Loving the Mobile Library
Kumpheak (and her parents!) are also big fans of Aide et Action’s mobile library which visits their village once per week. Kumpheak is a regular visitor.
“I come to the mobile library every week. I really like reading. Folk tales and cartoons are my favorite books. At the mobile library we can also play with educational toys, or watch an educational program that the librarian plays for us on the TV screen he carries on his tuk tuk, but what I like most of all at the mobile library are the books! Before the mobile library came to our village, all I had to read were my text books from school. Our school also has library, but there are not enough books. And the mobile library also has books in my language Krung, which we do not have at school. I borrow books from the mobile library, and then I read them at home. Sometimes I read them to my parents, and sometimes my parents read them to me. I really want to become a teacher. I don’t know yet whether I want to be a primary teacher, or teach in lower or higher secondary. I just want to be a teacher and also earn a living.”

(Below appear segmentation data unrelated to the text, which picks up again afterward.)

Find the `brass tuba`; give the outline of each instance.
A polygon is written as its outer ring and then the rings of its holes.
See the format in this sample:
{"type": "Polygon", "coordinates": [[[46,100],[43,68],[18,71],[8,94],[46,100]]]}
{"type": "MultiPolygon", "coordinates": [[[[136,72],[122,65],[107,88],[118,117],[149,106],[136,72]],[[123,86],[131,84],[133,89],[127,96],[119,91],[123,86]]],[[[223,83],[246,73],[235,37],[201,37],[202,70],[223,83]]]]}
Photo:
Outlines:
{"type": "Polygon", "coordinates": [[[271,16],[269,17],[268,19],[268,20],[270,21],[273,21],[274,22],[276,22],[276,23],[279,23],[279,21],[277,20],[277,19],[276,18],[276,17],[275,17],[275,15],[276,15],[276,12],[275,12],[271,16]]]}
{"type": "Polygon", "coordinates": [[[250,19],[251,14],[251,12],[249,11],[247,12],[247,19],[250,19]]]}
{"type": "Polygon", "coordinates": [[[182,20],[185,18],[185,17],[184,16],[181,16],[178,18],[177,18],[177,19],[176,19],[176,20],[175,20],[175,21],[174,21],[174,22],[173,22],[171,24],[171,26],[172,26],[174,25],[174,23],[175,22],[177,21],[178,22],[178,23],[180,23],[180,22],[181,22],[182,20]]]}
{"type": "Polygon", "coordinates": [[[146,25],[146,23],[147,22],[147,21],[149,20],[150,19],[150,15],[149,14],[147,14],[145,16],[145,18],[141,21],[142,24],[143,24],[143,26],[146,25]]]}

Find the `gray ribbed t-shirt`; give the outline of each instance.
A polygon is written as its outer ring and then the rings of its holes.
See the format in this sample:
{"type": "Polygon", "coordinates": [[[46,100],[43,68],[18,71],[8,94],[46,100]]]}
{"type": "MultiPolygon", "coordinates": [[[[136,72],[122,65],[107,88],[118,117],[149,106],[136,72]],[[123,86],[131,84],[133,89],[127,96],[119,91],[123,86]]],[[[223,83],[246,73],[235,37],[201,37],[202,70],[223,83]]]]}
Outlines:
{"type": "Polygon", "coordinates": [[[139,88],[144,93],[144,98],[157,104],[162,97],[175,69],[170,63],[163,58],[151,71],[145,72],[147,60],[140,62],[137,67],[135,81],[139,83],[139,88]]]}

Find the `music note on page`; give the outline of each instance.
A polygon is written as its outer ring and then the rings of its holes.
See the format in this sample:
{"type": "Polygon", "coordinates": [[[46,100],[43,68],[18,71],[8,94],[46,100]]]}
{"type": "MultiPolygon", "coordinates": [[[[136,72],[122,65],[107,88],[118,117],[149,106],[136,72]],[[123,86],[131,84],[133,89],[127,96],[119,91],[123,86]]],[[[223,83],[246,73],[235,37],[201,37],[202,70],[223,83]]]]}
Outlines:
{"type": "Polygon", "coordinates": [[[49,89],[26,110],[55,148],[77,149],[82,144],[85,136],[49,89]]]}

Creating a Love of Reading & Learning
Aide et Action’s mobile libraries visit remote and disadvantaged Cambodian villages where books for children are lacking, both at home and at school. Thanks to the mobile libraries, all run by local community volunteers trained by Aide et Action, children like Kumpheak can practice their reading skills, expand their knowledge, or simply enjoy a good book, which they can also borrow to take home. Promoting a culture of reading helps develop education in the Southeast Asia region: the act of reading itself, but also growing up seeing parents and other people surrounding themselves with books, improves educational outcomes and has lifelong advantages, as science has shown.
Keeping Girls Involved
We are always thrilled to connect with girls like Kumpheak at our mobile libraries and hear them talk about school and study. In all the work we do, we aim to make the community aware of the value of an education for both boys and girls, and help the community achieve gender equality in school enrollment and attendance. Because it is undeniable that educating girls is one of the most effective ways to reduce poverty, overcome inter-generational disadvantage, and ensure a healthy and equitable development of families, communities and entire nations.